This low-carb chicken stir-fry is a nutrient-dense, flavorful dish packed with lean protein, healthy fats, and an array of colorful vegetables, making it an excellent choice for those seeking a balanced meal. Rich in antioxidants and fiber, this recipe supports overall health and wellbeing. It's also quick and easy to prepare, perfect for a busy day.
📊 Nutritional Information (per serving)
🥘 Ingredients
- 1 lb boneless, skinless chicken breast, cut into bite-sized pieces
- 2 tablespoons coconut oil
- 1 large onion, sliced
- 2 cloves garlic, minced
- 1 large bell pepper (any color), sliced
- 2 cups mixed mushrooms (button, cremini, shiitake)
- 1 cup snow peas, sliced
- 2 teaspoons grated fresh ginger
- 1 teaspoon soy sauce (low-sodium)
- 1/2 teaspoon sesame oil
- Salt and pepper to taste
- Fresh cilantro leaves for garnish
👨🍳 Instructions
- In a small bowl, whisk together soy sauce, sesame oil, and grated ginger. Set aside.

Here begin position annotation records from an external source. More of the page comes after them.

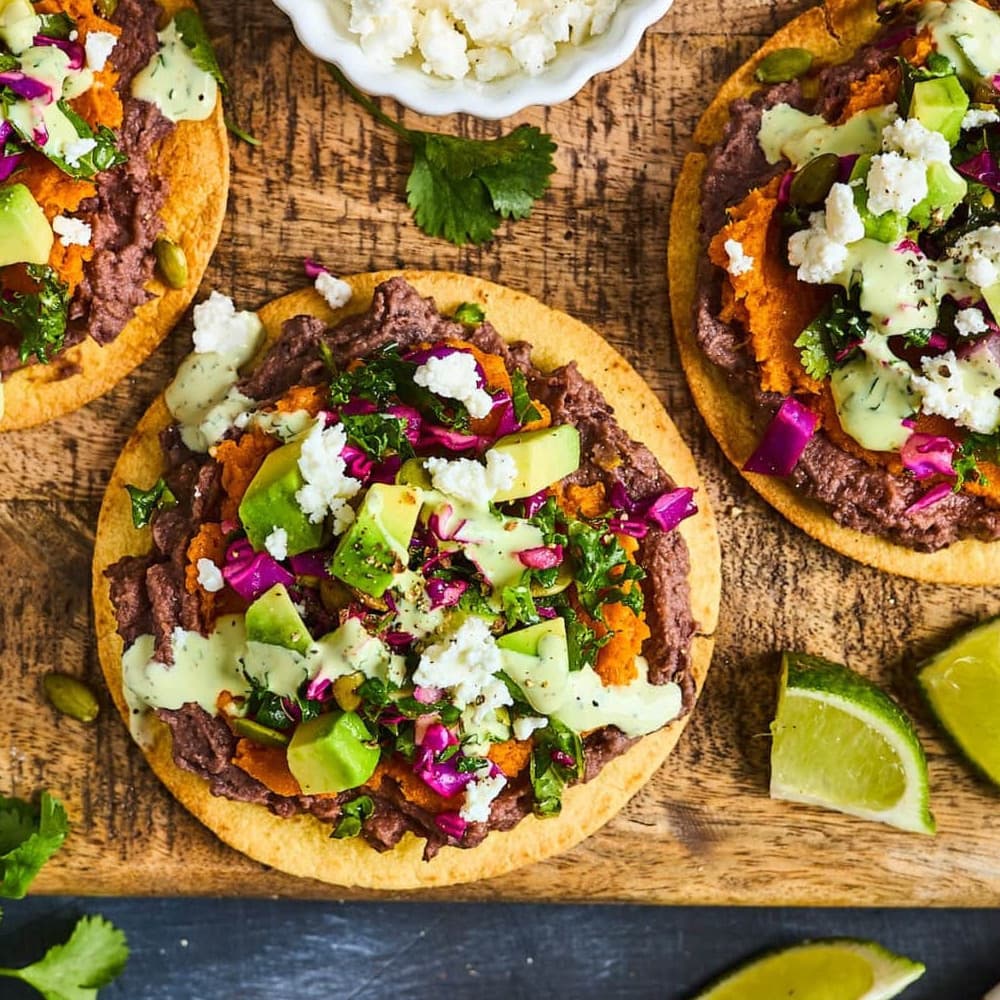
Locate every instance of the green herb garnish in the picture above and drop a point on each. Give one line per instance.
(550, 776)
(377, 434)
(40, 316)
(95, 954)
(824, 342)
(462, 189)
(28, 838)
(601, 569)
(525, 410)
(353, 814)
(191, 30)
(144, 502)
(470, 314)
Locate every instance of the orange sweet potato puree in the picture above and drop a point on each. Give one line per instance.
(775, 305)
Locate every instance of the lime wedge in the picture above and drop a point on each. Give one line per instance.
(820, 970)
(843, 743)
(962, 687)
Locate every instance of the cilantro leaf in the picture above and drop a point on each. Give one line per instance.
(40, 316)
(462, 189)
(353, 814)
(974, 449)
(518, 605)
(602, 567)
(144, 502)
(95, 954)
(824, 342)
(525, 410)
(470, 314)
(377, 434)
(192, 31)
(556, 760)
(28, 838)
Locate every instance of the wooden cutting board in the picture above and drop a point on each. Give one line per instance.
(328, 183)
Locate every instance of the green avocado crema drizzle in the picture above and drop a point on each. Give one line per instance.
(453, 618)
(896, 209)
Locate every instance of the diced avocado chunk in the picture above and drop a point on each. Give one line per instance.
(273, 619)
(18, 24)
(270, 503)
(25, 234)
(376, 545)
(332, 753)
(542, 458)
(413, 473)
(940, 105)
(889, 227)
(945, 190)
(992, 296)
(537, 660)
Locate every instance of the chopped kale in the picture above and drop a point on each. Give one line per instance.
(582, 642)
(144, 502)
(602, 568)
(470, 314)
(974, 449)
(352, 815)
(525, 410)
(555, 746)
(377, 434)
(518, 605)
(39, 316)
(828, 339)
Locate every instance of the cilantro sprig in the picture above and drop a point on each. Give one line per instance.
(462, 189)
(192, 32)
(95, 954)
(96, 951)
(39, 316)
(28, 838)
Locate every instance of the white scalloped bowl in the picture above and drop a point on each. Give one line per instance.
(321, 26)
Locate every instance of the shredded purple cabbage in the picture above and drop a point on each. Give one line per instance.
(541, 557)
(26, 86)
(784, 440)
(445, 593)
(927, 455)
(982, 167)
(250, 574)
(451, 824)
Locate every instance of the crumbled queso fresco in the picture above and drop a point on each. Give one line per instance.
(487, 39)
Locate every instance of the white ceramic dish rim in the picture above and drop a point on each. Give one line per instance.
(317, 28)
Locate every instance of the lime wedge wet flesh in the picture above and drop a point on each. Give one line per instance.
(962, 687)
(843, 743)
(820, 970)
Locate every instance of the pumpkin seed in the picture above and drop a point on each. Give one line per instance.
(172, 262)
(259, 733)
(784, 65)
(71, 697)
(812, 183)
(345, 691)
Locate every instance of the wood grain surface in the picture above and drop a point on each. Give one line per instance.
(328, 183)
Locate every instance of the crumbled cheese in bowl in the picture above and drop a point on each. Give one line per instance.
(488, 40)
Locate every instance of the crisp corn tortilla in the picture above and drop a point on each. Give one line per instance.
(832, 33)
(194, 159)
(301, 845)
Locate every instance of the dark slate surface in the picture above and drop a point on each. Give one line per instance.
(186, 949)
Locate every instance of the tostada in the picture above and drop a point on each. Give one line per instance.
(415, 605)
(835, 274)
(114, 172)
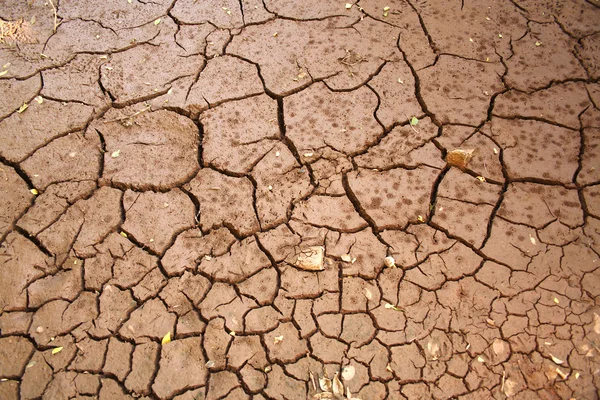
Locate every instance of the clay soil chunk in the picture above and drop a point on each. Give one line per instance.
(173, 212)
(266, 199)
(175, 372)
(232, 145)
(158, 150)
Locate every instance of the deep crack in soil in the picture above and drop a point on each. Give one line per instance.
(261, 199)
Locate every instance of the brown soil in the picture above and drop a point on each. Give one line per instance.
(281, 189)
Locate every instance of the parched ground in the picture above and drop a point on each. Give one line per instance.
(266, 199)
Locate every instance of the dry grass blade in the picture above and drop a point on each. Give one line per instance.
(55, 15)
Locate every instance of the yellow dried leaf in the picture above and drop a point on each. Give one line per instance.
(389, 262)
(338, 388)
(556, 360)
(563, 375)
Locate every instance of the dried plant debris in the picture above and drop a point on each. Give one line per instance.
(311, 259)
(460, 158)
(332, 388)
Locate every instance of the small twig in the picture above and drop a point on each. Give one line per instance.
(55, 15)
(135, 114)
(411, 125)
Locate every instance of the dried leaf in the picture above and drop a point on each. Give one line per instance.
(498, 346)
(391, 307)
(562, 374)
(325, 384)
(389, 262)
(556, 360)
(460, 157)
(348, 372)
(312, 380)
(338, 388)
(311, 259)
(509, 387)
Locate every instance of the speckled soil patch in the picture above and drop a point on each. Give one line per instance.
(263, 199)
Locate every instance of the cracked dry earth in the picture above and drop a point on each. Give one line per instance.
(167, 166)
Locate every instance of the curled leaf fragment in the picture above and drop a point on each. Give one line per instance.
(389, 262)
(325, 384)
(338, 388)
(460, 157)
(348, 372)
(556, 360)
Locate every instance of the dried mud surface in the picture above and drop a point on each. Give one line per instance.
(167, 167)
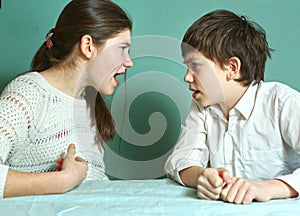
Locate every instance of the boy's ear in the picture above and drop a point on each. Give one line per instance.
(87, 46)
(233, 68)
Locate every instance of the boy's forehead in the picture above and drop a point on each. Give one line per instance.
(192, 56)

- Heat 1 tablespoon of coconut oil in a large skillet or wok over medium-high heat.
- Add the chicken to the skillet and cook until browned and cooked through, about 5-7 minutes. Remove from the skillet and set aside.
- In the same skillet, add the remaining 1 tablespoon of coconut oil. Add the sliced onion and cook until it starts to soften, about 3 minutes.
- Add the minced garlic and cook for an additional minute, until fragrant.
- Add the sliced bell pepper and cook for 2 minutes, until it starts to tenderize.
- Add the mixed mushrooms and snow peas to the skillet. Cook, stirring occasionally, until the vegetables are tender-crisp, about 4-5 minutes.
- Return the cooked chicken to the skillet and pour in the soy sauce mixture. Stir everything together to combine.
- Season with salt and pepper to taste, then garnish with fresh cilantro leaves.
- Serve hot and enjoy!
💪 Health Benefits
- High in protein to support muscle growth and repair
- Rich in healthy fats for heart health and satisfaction
- Low in carbohydrates, making it suitable for low-carb diets
- High in fiber for digestive health and satiety
- Packed with antioxidants from the variety of vegetables
💡 Chef’s Tips
- Use any combination of your favorite low-carb vegetables to customize the recipe.
- For an extra burst of flavor, add some red pepper flakes for a bit of heat.
- Prepare the ingredients ahead of time and store them in separate containers in the refrigerator for up to a day for quick assembly and cooking.
📦 Storage Instructions
Store leftovers in an airtight container in the refrigerator for up to 3 days. Reheat gently in a skillet or microwave until warmed through. Freeze for up to 2 months for longer storage.